Roman
- Full name: Foot Ball Club di Roma
- Founded: 1884 (sports club) 1901 (football section)
- Dissolved: 7 June 1927
- Ground: Campo di "2 Pini" Rome, Italy
- Capacity: unknown
- League: I Divisione
- 1925-26: Lega Sud Girone D, 9th
| Home colours | Away colours |

= Foot Ball Club di Roma =

Italian sports club

Foot Ball Club di Roma (most known as Roman) was an Italian sports club from the Parioli area of Rome, founded in 1901 and most known for its football activity. The club competed in the early Italian Football Championship competitions. In 1927 it was one of three Rome-based clubs that merged to form AS Roma, to whom they lent their colours.

==History==
The earliest origins of the club was from 1901 when Foot Ball Club di Roma was founded as a sports club. They did not open their association football section until 1903 however with a slight name change.

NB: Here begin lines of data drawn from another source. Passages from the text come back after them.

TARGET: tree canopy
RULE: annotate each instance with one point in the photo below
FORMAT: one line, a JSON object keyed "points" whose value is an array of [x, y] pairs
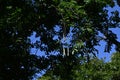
{"points": [[69, 28]]}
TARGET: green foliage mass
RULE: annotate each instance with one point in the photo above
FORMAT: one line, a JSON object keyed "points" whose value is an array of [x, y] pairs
{"points": [[84, 19], [95, 69]]}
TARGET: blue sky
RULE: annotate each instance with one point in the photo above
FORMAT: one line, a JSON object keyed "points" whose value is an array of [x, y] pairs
{"points": [[104, 55]]}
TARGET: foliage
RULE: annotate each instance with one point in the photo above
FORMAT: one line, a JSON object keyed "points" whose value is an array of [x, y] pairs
{"points": [[95, 69], [19, 19]]}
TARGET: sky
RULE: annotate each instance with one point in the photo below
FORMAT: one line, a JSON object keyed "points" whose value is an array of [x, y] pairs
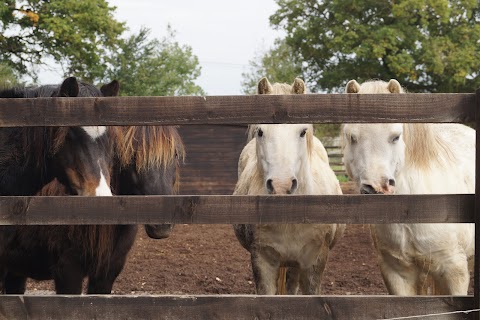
{"points": [[224, 35]]}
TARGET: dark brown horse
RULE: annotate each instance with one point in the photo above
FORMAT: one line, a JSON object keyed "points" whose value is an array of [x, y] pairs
{"points": [[79, 159], [67, 254], [146, 162], [31, 157]]}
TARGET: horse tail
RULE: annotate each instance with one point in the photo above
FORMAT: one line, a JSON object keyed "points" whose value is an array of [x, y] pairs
{"points": [[282, 281]]}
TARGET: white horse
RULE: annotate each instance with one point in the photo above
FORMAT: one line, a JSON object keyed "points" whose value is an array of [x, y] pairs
{"points": [[415, 159], [286, 159]]}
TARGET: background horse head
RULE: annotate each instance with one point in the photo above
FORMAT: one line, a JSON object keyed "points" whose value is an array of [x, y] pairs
{"points": [[147, 162], [79, 157], [282, 171]]}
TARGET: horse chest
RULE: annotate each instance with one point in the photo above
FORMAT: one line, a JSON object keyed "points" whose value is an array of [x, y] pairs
{"points": [[294, 242]]}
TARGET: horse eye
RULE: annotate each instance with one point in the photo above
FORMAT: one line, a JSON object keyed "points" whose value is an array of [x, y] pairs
{"points": [[353, 139]]}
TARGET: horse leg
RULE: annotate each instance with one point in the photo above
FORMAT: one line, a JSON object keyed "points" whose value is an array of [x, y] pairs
{"points": [[293, 278], [311, 278], [453, 277], [15, 284], [100, 280], [265, 274], [400, 278], [68, 277]]}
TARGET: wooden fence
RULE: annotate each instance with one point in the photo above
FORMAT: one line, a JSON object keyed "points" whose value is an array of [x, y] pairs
{"points": [[216, 209]]}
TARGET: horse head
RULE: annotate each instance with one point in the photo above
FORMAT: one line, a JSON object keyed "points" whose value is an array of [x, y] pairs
{"points": [[82, 156], [374, 154], [147, 162], [282, 149]]}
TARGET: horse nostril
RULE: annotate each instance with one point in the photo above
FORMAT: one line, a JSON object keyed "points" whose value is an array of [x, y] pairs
{"points": [[270, 185], [294, 185], [367, 189]]}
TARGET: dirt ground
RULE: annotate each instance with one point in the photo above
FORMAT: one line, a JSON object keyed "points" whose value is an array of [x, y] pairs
{"points": [[207, 259]]}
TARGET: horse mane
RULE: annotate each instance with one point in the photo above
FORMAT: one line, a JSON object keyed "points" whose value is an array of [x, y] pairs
{"points": [[423, 146], [96, 240], [42, 142], [148, 147]]}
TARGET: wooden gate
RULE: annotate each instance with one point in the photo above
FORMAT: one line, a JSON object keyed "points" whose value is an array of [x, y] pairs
{"points": [[226, 209]]}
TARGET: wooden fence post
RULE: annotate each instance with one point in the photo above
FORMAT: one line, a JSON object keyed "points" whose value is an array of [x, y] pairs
{"points": [[476, 273]]}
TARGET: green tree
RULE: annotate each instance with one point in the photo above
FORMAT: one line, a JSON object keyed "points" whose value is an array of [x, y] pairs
{"points": [[76, 34], [154, 68], [278, 64], [8, 77], [428, 45]]}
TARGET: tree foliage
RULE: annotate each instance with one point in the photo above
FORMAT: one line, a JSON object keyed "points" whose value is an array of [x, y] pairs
{"points": [[278, 64], [8, 77], [76, 34], [428, 45], [153, 67]]}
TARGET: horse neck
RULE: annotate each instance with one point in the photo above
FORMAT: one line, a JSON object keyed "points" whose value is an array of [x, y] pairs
{"points": [[424, 148]]}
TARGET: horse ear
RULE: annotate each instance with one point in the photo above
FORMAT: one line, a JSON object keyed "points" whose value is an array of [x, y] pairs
{"points": [[394, 86], [298, 86], [352, 87], [264, 87], [69, 88], [111, 89]]}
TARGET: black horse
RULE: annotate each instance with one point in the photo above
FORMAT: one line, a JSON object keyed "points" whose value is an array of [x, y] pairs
{"points": [[52, 161], [31, 157], [146, 161]]}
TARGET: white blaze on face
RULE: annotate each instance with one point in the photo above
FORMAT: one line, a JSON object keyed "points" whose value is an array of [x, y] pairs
{"points": [[103, 188], [95, 131]]}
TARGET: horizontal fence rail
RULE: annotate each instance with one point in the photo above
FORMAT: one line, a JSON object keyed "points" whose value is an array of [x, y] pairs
{"points": [[229, 307], [309, 108], [353, 209]]}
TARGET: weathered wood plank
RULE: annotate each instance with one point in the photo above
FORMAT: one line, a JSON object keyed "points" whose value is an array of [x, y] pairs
{"points": [[310, 108], [476, 269], [231, 307], [356, 209]]}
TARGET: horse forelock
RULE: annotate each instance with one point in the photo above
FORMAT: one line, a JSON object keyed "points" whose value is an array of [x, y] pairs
{"points": [[376, 86], [147, 146]]}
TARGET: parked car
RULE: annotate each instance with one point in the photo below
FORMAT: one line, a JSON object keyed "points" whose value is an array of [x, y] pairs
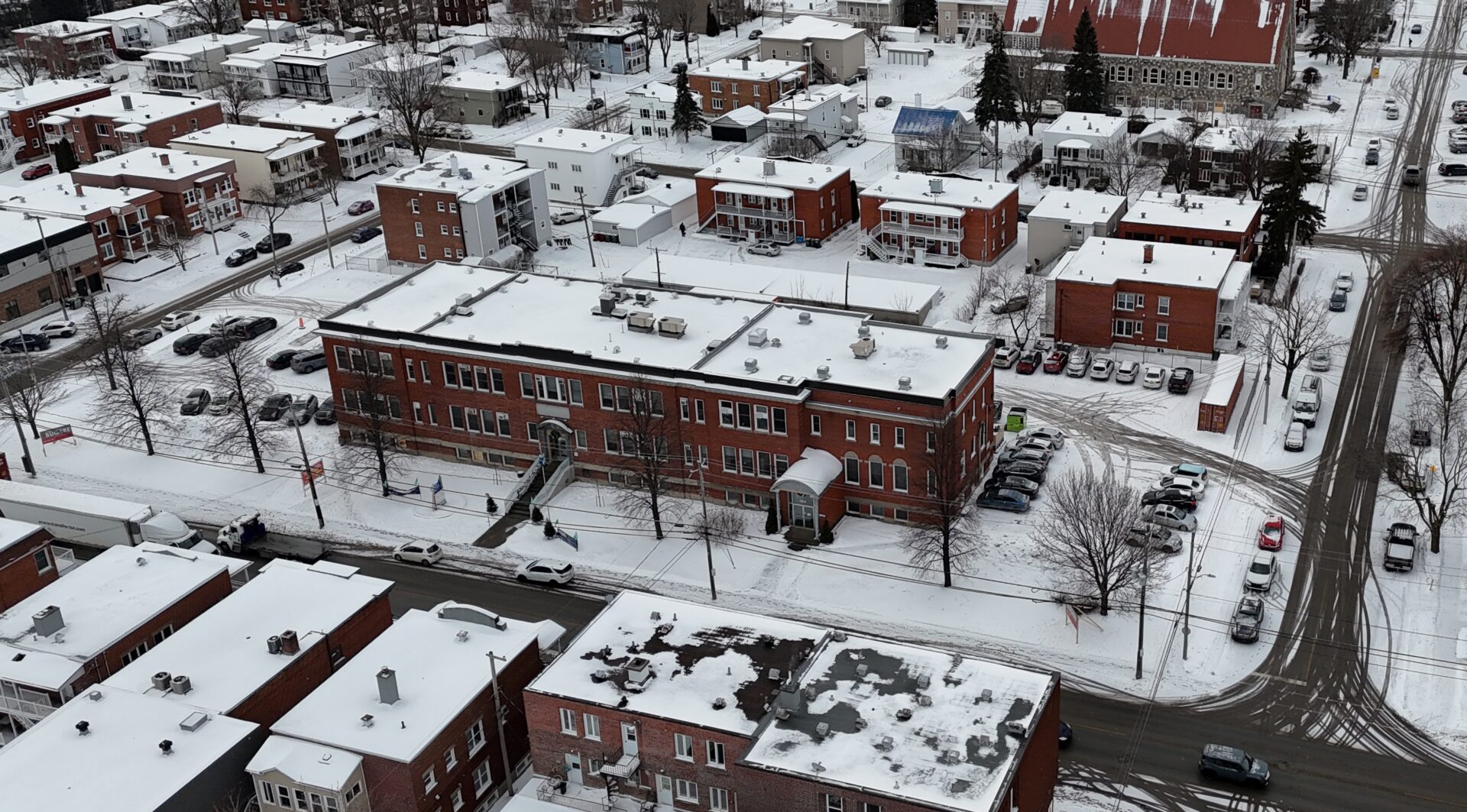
{"points": [[419, 553], [57, 328], [1294, 437], [1222, 761], [239, 257], [178, 320], [188, 345], [275, 408], [1004, 499], [194, 402], [1261, 574], [216, 346], [1180, 383], [309, 362], [274, 242], [301, 411], [141, 336], [280, 360], [1247, 619], [1170, 516], [545, 571]]}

During the earliest days of the Italian Football Championship, only Northern Italian football clubs gained entry into the league so Roman had to wait until 1912–13 to make their championship debut and finished mid-table in the Lazio group. The following season the club played well, but did not progress past the Lazio group stage as SS Lazio themselves were more dominant.

Their third season in the championship was more successful, they finished top of the Lazio group earning progression to the Central and Southern finals; even beating rivals SS Lazio 5–2. However, before the competition could progress any further, it was called off because of World War I.

===Post-war===
After World War I, Roman were weaker, they finished bottom of their group in the 1919–20 return season as they had to forfeit several games. Similar results were returned in the following season. During the Italian Football Federation splinter of 1921, Roman participated in the CCI variation rather than the FIGC one.

When the leagues merged back together, Roman performed poorly and were relegated down to "I Divisione" (now known as Serie B). Roman could not gain promotion after several seasons of trying, and in 1927 they merged with Alba-Audace and Fortitudo to form AS Roma.